Bed Peace: The Battle of Yohn and Joko
devised and directed by Rocky Rodriguez Jr
The Cockpit, London • 29.Mar-28.Apr.19

It's the 50th anniversary of John Lennon and Yoko Ono's infamous bed-in for peace, held in a Montreal hotel room shortly after they got married. For two weeks, they held court as a protest against war and violence, entering into conversations that would change their minds and fuel their artistic expression for the rest of their lives. Two of Lennon's most iconic songs grew out of this event: Give Peace a Chance and Imagine.

Presented by Craft Theatre, the show has a loose, improvisational feel, performed in the round with actors seemingly making everything up as they go along, sometimes drawing the audience into the performance.

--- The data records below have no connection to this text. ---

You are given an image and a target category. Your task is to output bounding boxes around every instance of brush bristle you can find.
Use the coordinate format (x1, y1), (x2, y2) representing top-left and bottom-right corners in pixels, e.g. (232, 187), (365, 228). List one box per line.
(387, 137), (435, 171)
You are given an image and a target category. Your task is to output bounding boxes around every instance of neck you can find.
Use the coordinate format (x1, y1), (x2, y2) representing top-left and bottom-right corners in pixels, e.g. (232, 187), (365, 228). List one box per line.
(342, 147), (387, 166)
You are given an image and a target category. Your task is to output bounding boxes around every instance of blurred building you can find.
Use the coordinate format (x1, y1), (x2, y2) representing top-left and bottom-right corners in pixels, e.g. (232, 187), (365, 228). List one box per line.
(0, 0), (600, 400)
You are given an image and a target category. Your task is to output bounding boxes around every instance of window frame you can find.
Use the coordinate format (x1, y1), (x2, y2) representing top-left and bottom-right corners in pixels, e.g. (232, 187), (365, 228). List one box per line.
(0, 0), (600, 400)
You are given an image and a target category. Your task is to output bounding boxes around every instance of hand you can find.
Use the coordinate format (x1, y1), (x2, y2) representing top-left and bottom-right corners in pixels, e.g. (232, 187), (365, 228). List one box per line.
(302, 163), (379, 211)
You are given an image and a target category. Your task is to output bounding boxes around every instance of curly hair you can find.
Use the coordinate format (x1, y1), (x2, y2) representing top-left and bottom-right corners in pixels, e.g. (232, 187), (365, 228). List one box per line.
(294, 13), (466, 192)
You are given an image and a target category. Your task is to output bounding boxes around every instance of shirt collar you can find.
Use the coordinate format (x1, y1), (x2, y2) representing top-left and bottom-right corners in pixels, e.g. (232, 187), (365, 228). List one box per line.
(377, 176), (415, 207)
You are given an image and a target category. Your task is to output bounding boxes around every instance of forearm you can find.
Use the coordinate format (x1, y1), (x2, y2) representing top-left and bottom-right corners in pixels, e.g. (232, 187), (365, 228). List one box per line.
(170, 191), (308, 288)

The roles are very physical, involving acrobatics and re-enactments of various events, from student protests that turned violent to the press circus of the bed-in, climaxing with the recording session in the hotel room for Give Peace a Chance. The show includes quite a bit of music by Lennon and Paul McCartney.

In the central roles, Craig Edgley and Jung Sun Hollander give John and Yoko a complex sensitivity. They are giddily happy, outrageously wealthy and globally famous, so they didn't stop to think about the signals that might be sent while staging a non-violent protest in a 5-star hotel room. But even as they are hilariously wrapped up in each other, often literally, they take the time to listen to those who come to debate them, opening their minds to possibilities, seeking genuine reconciliation and working toward lasting peace.

The surrounding actors play several roles, and all are superb. Standouts are Thomas Ababio and Amelia Parillon who, as various characters, draw attention to angles of bigotry that relate to race and gender. Some of this is obvious, such as through a specific anecdote or an eloquent rant; more effective are the quietly askance moments that involve vulnerability and yearning. Joshua Macgregor and Lyna Dubarry have more difficult moments in which they capture the flip sides of the arguments, antagonising without trying to do so. And the show's producer Helen Foster is also excellent as cheeky host.

The material is sometimes a bit dense and wordy, talking intelligently around some enormous issues. But the minimalistic sets, evocative props and sharp lighting help focus the attention. These are themes that still strike a major chord half a century later, especially with today's divisive political landscape. It seems far too easy to disagree about pretty much anything, really. And actually giving peace a chance feels almost like a pipe dream. But this play makes us, yes, imagine that some small act of peaceful anarchy might keep the ball rolling.